Das Welternährungsprogramm der UN befürchtet die schlimmste humanitäre Katastrophe seit dem Zweiten Weltkrieg. Foto: Farah Abdi Warsameh/AP/dpa

Das Welternährungsprogramm der UN befürchtet die schlimmste humanitäre Katastrophe seit dem Zweiten Weltkrieg. Foto: Farah Abdi Warsameh/AP/dpa

Berlin 16.02.2022 Von Deutsche Presse-Agentur

Pandemie: 45 Millionen Menschen akut von Hunger bedroht

Der Chef des Welternährungsprogramms der Vereinten Nationen, David Beasley, befürchtet angesichts der wirtschaftlichen Verwerfungen in der Corona-Pandemie nach eigenen Worten die schlimmste humanitäre Katastrophe seit dem Zweiten Weltkrieg.

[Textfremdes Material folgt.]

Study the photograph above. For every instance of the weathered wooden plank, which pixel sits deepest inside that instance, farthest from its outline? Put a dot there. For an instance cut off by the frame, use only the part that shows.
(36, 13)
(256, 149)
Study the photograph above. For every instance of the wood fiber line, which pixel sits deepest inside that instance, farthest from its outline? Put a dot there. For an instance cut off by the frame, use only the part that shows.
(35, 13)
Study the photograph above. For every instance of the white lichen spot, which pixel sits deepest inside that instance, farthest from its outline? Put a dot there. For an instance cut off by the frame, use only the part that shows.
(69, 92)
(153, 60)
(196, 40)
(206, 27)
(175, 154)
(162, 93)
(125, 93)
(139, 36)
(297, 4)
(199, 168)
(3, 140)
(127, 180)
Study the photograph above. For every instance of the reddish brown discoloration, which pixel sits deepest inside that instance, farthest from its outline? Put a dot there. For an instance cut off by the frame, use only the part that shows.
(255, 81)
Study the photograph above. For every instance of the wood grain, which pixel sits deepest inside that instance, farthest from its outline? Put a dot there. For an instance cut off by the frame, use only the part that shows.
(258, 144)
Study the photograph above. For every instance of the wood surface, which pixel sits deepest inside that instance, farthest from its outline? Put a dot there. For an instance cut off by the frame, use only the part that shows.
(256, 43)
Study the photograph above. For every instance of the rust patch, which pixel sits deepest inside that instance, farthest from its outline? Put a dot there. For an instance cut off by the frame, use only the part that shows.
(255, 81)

Als er im April 2017 sein Amt antrat, seien bereits 80 Millionen Menschen „dem Hungertod entgegen gegangen“, sagte er der „Süddeutschen Zeitung“ in Berlin. Vor zwei Jahren, direkt vor Ausbruch der Pandemie, sei die Zahl bereits auf 135 Millionen gestiegen - mit den wichtigsten Treibern Konflikte und Klimawandel. Inzwischen aber habe sich die Zahl nochmals mehr als verdoppelt: auf mehr als 285 Millionen. Ursachen seien fortwährende wirtschaftliche Probleme und die Unterbrechung von Lieferketten aufgrund der Pandemie.

Fünfstufige Krisen-Skala IPC

Unter die von ihm genannten Zahlen fasst Beasley alle Menschen, die nach der weltweit einheitlichen Einstufung auf der internationalen fünfstufigen Krisen-Skala IPC (Integrated Food Security Phase Classification) in die Stufen drei bis fünf fallen. Es sind jene, die unter ernster akuter Unterernährung leiden (Stufe 3), einer ernsten Notsituation ausgesetzt sind, in der sie oft nicht wissen, woher sie ihre nächste Mahlzeit bekommen (Stufe 4) oder von einer akuten Hungersnot betroffen sind, in der mindestens 30 Prozent der Bevölkerung trotz humanitärer Hilfe akut unterernährt sind (Stufe 5).

Besonders besorgniserregend ist laut dem WFP-Direktor, dass derzeit 45 Millionen Menschen in mehr als 40 Ländern von einer akuten Hungersnot bedroht sind; auf der IPC-Skala entspricht das der Stufe vier von fünf. Allein um diese 45 Millionen vor dem Verhungern zu retten, brauche seine Organisation im laufenden Jahr sechs Milliarden Dollar, sagte Beasley.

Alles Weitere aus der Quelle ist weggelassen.